HUKUKİ DEĞERLENDİRME:
İdare Hukukunda; kamu gücünün, idare edilenler üzerinde, ayrıca bir başka işlemin varlığına gerek olmaksızın, doğrudan hukuki sonuçlar doğurmak suretiyle etki yaratan işlemleri, icrai (yürütülmesi gerekli) işlemler; idari karar alma sürecinde, başkaca bir aşamadan geçmesine gerek kalmayan; yani nihai nitelikte olan işlemler ise, kesin işlemler olarak tanımlanmaktadır.
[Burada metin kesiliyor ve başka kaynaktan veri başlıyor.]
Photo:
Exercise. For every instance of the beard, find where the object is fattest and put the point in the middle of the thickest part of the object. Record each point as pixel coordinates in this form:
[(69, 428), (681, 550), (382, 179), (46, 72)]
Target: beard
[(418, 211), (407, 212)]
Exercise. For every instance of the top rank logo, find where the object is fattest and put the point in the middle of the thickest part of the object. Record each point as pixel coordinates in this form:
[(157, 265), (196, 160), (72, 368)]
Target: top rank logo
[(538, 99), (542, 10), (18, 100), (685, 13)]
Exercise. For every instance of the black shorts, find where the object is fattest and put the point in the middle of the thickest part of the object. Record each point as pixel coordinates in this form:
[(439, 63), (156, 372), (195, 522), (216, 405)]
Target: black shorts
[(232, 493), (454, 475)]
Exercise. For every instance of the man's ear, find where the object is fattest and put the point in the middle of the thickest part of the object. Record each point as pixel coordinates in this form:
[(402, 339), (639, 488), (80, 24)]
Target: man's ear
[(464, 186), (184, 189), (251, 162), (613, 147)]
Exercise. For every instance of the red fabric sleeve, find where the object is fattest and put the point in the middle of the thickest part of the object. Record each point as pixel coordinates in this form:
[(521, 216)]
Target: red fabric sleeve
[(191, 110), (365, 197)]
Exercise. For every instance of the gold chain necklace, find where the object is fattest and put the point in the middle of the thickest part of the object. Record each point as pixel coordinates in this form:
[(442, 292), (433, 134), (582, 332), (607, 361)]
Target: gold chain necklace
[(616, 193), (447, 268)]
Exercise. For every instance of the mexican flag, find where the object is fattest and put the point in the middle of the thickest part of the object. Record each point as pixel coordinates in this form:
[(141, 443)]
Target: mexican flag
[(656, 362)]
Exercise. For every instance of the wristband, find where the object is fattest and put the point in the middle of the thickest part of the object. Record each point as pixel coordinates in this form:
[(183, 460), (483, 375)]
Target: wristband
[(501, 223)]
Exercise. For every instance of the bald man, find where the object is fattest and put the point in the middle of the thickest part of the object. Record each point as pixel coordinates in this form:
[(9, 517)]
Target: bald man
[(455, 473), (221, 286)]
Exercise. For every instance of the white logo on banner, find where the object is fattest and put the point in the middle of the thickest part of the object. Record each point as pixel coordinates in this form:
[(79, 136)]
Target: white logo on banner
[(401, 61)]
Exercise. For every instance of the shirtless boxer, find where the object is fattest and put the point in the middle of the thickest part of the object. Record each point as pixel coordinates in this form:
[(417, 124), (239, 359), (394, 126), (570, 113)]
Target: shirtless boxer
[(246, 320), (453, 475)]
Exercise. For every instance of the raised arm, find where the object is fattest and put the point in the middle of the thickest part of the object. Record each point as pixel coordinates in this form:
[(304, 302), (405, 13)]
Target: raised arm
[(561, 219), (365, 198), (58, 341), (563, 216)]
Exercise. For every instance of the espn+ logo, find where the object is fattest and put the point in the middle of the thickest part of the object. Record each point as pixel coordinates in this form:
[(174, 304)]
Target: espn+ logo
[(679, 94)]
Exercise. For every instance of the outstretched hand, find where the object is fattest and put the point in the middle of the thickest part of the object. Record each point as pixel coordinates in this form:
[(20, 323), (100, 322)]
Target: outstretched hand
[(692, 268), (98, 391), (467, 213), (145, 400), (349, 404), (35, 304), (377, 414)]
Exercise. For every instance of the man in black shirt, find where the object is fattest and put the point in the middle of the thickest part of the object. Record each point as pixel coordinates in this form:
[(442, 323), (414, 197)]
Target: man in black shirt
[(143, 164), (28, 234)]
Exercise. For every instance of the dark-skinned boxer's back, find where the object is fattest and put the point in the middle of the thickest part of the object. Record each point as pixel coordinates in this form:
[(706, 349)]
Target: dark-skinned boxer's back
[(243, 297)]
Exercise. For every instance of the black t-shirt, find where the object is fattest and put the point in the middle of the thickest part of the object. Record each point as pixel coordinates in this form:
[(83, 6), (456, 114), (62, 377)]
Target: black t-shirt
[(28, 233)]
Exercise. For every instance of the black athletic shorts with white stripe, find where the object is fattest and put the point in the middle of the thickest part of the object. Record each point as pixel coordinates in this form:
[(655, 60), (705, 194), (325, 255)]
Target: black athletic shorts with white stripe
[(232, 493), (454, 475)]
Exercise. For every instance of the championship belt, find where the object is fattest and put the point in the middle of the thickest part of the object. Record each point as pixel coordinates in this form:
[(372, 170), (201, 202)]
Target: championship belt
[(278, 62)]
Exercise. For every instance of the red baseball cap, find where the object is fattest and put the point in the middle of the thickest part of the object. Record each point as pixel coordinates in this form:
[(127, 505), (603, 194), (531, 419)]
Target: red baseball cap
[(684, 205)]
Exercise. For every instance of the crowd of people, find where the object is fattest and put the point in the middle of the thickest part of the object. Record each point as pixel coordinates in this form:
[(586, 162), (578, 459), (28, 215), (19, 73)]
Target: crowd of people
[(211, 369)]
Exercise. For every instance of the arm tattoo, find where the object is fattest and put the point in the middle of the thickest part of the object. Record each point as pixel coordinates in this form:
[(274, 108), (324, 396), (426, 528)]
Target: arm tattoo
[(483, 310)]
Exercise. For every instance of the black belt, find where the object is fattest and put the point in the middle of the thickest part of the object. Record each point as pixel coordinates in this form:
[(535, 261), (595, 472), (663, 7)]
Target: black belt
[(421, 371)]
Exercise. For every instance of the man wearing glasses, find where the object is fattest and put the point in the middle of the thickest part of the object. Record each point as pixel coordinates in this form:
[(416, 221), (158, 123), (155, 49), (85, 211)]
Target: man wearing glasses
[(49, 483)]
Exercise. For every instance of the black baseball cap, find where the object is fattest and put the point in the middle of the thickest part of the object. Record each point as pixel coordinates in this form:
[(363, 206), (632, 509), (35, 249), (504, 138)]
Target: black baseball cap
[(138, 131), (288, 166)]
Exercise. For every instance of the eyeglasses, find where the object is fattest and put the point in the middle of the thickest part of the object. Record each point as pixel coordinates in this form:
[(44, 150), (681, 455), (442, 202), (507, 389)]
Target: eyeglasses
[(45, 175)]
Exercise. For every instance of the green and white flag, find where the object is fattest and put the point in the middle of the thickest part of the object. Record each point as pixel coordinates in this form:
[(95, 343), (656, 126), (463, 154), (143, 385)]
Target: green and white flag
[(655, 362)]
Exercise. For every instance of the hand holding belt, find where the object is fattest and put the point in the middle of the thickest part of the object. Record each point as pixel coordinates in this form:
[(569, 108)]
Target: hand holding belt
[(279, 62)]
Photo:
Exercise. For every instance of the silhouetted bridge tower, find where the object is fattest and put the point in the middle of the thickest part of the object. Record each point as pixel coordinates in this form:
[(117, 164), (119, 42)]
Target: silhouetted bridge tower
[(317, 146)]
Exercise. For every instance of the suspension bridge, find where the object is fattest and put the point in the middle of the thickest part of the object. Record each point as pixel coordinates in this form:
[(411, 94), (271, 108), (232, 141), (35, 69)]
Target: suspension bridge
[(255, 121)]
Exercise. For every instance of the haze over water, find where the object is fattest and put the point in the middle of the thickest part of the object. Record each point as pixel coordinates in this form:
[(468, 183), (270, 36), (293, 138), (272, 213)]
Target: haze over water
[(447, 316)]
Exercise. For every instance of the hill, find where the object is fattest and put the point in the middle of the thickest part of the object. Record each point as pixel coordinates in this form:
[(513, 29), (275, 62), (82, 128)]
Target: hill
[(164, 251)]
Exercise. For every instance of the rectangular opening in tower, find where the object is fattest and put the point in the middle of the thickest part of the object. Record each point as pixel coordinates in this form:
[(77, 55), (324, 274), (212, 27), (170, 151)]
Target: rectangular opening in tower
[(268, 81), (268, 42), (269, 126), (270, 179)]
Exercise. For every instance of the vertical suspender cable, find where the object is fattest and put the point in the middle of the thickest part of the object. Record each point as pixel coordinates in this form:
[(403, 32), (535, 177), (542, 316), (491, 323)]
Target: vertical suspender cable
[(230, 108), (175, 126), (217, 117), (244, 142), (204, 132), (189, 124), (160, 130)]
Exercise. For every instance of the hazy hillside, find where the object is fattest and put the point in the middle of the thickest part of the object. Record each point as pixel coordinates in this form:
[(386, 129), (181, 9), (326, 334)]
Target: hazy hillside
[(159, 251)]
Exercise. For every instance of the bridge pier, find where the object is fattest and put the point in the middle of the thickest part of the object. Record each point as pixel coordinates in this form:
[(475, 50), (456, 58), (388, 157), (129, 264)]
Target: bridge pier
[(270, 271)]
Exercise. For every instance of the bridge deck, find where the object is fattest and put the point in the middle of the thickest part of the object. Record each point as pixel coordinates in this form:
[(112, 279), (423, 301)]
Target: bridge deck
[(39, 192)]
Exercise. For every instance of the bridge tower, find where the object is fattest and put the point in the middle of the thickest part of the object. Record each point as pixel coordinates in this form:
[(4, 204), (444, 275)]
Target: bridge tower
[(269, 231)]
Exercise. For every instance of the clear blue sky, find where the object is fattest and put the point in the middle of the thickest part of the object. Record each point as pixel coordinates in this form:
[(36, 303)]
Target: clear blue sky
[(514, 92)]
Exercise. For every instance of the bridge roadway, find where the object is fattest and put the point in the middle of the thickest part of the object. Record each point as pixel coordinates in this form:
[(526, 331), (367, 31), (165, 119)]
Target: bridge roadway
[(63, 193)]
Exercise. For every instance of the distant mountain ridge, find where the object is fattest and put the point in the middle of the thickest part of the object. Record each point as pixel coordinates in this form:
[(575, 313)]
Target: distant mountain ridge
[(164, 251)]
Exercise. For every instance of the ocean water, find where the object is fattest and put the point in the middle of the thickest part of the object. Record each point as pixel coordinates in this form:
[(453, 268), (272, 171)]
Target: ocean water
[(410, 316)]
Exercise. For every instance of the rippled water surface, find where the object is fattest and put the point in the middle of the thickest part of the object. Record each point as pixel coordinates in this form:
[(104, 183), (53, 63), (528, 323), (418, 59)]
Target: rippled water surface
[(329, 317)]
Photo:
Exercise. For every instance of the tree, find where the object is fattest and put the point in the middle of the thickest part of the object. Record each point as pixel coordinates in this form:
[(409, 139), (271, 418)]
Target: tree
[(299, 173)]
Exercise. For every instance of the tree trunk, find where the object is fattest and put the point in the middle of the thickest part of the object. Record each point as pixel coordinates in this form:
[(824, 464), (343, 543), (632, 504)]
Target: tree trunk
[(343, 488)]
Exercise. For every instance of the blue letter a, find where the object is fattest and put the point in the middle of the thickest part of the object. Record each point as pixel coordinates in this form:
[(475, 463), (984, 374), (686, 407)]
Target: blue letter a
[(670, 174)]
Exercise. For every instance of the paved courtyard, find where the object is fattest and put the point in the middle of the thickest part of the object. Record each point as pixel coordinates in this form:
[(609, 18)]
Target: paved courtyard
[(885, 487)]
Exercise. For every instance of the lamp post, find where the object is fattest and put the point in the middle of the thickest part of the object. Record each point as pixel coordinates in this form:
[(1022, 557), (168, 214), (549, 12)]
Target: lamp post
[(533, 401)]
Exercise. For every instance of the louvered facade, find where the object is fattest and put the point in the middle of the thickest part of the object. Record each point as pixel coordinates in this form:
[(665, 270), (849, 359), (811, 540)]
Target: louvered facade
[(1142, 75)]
Olayda, her ne kadar Mahkemece davacı şirket hakkında 2016 yılının Temmuz, Ağustos ve Eylül dönemleri hesap ve işlemlerinin özel tüketim vergisi yönünden sınırlı olarak incelenmesi neticesinde düzenlenen vergi inceleme raporunda yer alan tespitler yeterli görülmeyerek eksik inceleme nedeniyle söz konusu vergi inceleme raporunun mahsuben iade talebinin reddine ilişkin kısmının iptaline karar verilmiş ise de, vergi inceleme raporu, ön (hazırlayıcı) işlem niteliğinde, tek başına hukuksal sonuç doğurmayan, idari davaya konu edilebilecek, davacının menfaatini etkileyen, kesin ve yürütülmesi zorunlu idari işlem niteliğinde bulunmadığından, mahkemece, uyuşmazlığın esasına girilmeksizin, davanın incelenmeksizin reddine karar verilmesi gerekirken, istemin özetinde yer alan gerekçe ile karar verilmesinde isabet görülmemiştir.
KARAR SONUCU:
Açıklanan nedenlerle;
1.Temyiz isteminin kabulüne,
2.... Bölge İdare Mahkemesi ... Vergi Dava Dairesinin ... tarih ve E:..., K:... sayılı kararının BOZULMASINA,
3. Yeniden bir karar verilmek üzere dosyanın anılan Daireye gönderilmesine,
4. 492 sayılı Harçlar Kanunu'nun 13. maddesinin (j) bendi parantez içi hükmü uyarınca alınması gereken harç dahil olmak üzere, yargılama giderlerinin yeniden verilecek kararda karşılanması gerektiğine, 26/11/2021 tarihinde kesin olarak oybirliğiyle karar verildi.